Les chercheurs ont ainsi découvert que chez les consommateurs compulsifs, le circuit cérébral reliant la zone de la prise de décision au système de récompense est renforcé. Dans un modèle d’addiction chez la souris, ils ont aussi constaté qu’en diminuant l’activité de ce circuit, les souris compulsives parvenaient à se gérer et qu’inversement, en la stimulant, une souris qui initialement perdait le contrôle, devenait accro.
L’addiction est une maladie qui évolue par étape: d’abord la première exposition à la substance, puis la consommation contrôlée, enfin la consommation compulsive qui pousse la personne à prendre une substance addictive malgré de nombreux effets négatifs sur sa vie (dettes, isolement social, prison, etc.). Selon des estimations cliniques, seulement une personne sur cinq passe d’une consommation contrôlée à une consommation compulsive. Pourquoi? «Aujourd’hui, on ne sait toujours pas pourquoi une personne devient accro aux drogues alors qu’une autre non, mais grâce à cette étude, nous savons quelles sont les différences au niveau du fonctionnement cérébral entre ces deux catégories», s’enthousiasme Christian Lüscher, professeur ordinaire au Département des neurosciences fondamentales de l’Université de Genève. «Mais attention à ne pas confondre addiction et dépendance, prévient-il. La dépendance signifie qu’un sevrage sera nécessaire, mais elle n’entraine pas forcément une addiction, soit le besoin compulsif de consommer. Par exemple, tout le monde devient dépendant à l’héroïne dès les premières injections, mais tout le monde n’en consomme pas de manière incontrôlée.»

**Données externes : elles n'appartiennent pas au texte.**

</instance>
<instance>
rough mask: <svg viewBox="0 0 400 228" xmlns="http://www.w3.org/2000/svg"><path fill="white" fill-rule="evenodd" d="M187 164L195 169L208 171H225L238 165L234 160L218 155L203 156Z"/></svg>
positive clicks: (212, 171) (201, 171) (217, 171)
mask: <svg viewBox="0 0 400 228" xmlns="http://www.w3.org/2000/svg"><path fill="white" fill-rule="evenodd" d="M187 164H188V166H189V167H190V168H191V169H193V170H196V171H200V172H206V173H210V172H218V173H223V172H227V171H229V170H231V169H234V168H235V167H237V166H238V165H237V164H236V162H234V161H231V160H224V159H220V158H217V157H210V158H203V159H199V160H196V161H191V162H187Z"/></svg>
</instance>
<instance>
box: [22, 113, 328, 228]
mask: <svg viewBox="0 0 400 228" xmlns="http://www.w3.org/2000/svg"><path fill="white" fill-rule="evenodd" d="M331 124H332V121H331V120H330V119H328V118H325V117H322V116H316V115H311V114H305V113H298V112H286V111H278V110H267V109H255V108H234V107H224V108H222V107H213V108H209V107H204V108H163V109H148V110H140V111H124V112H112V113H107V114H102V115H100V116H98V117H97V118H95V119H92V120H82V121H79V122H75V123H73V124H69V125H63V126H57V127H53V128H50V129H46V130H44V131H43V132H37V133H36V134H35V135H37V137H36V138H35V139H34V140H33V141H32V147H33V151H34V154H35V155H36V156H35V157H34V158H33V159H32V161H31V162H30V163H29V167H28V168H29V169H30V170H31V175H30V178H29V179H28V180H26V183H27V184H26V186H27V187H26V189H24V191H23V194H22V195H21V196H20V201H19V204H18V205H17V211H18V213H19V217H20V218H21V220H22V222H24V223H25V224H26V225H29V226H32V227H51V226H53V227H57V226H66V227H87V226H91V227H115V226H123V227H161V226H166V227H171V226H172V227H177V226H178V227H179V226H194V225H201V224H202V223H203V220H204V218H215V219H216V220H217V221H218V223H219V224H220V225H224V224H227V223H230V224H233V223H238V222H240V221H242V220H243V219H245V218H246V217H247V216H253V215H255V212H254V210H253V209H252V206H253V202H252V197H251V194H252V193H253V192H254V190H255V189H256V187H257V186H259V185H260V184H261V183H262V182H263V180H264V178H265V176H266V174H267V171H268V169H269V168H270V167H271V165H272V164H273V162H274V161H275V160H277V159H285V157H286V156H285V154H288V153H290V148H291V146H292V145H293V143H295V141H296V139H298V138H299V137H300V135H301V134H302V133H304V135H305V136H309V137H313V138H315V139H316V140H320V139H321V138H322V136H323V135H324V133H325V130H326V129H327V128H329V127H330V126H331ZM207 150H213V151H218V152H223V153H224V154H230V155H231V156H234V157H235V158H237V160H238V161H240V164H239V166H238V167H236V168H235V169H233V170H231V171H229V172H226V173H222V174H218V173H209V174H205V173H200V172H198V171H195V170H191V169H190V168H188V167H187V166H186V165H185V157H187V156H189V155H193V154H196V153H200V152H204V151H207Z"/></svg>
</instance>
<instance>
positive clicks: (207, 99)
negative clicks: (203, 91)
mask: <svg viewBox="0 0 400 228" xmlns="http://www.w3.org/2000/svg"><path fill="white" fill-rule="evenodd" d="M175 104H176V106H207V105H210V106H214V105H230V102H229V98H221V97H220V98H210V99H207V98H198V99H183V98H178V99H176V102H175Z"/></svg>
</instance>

Les effets négatifs ne peuvent rien contre l’addiction
Afin d’identifier les différences des fonctionnements cérébraux, les chercheurs ont permis à des souris de stimuler par elles-mêmes leur système de récompense, situé en profondeur au sommet du tronc cérébral, en appuyant sur un petit levier. C’est cette zone qui est activée par la consommation de drogue et provoque le plaisir. Rapidement, les souris ont compris ce fonctionnement et ont utilisé le levier de manière importante. Il s’agit de l’équivalent de la consommation contrôlée chez les personnes. «Afin de pouvoir observer quelles souris sombreront dans une consommation compulsive, il faut introduire un effet négatif lors de la stimulation de leur système de récompense, explique Vincent Pascoli, chercheur au Département des neurosciences fondamentales de l’UNIGE. Ici, les souris recevaient une légère décharge électrique lorsqu’elles actionnaient le levier.» Rapidement, 40% d’entre elles ont cessé d’activer le levier, suite à l’introduction de la punition. Mais 60% ont continué à stimuler leur système de récompense, faisant fi de la conséquence négative.
«Grâce à une nouvelle technique permettant de mesurer en direct l’activité dans le cerveau, nous avons découvert un circuit beaucoup plus actif chez les souris accros que chez les souris à consommation contrôlée, relève Christian Lüscher. Ce circuit s’étend du cortex orbito-frontal au striatum dorsal, situé dans les ganglions de la base du système de récompense, et cible ce système de récompense.» Le cortex orbito-frontal, juste au-dessus des yeux, est justement responsable des prises de décisions.
Le circuit de l’addiction peut être modulé
Afin de vérifier que ce circuit est bel et bien responsable du comportement compulsif, les neurobiologistes de l’UNIGE ont artificiellement augmenté l’activité de ce circuit chez une souris, contrôlant la stimulation de son système de récompense. Rapidement, celle-ci est devenue accro, adoptant un comportement compulsif. «Inversement, nous avons diminué l’activité du circuit chez une souris accro, et celle-ci a cessé d’activer le levier!» se réjouit Vincent Pascoli.
Les souris étudiées dans cette expérience sont toutes génétiquement identiques. Alors pourquoi l’activité de ce circuit cérébral n’est-elle pas la même pour toutes? «C’est LA question à laquelle nous allons essayer de répondre dans nos recherches à venir», confirme Christian Lüscher. Plusieurs hypothèses sont formulées, comme des contributions épigénétiques fondées sur les expériences de vie qui rendent unique chaque être vivant et influencent le fonctionnement de ses gènes et de son cerveau. «Grâce à cette étude, on sait quel circuit cause l’addiction. Il sera alors plus facile de découvrir ce qui provoque la perturbation de ce circuit», conclut Vincent Pascoli.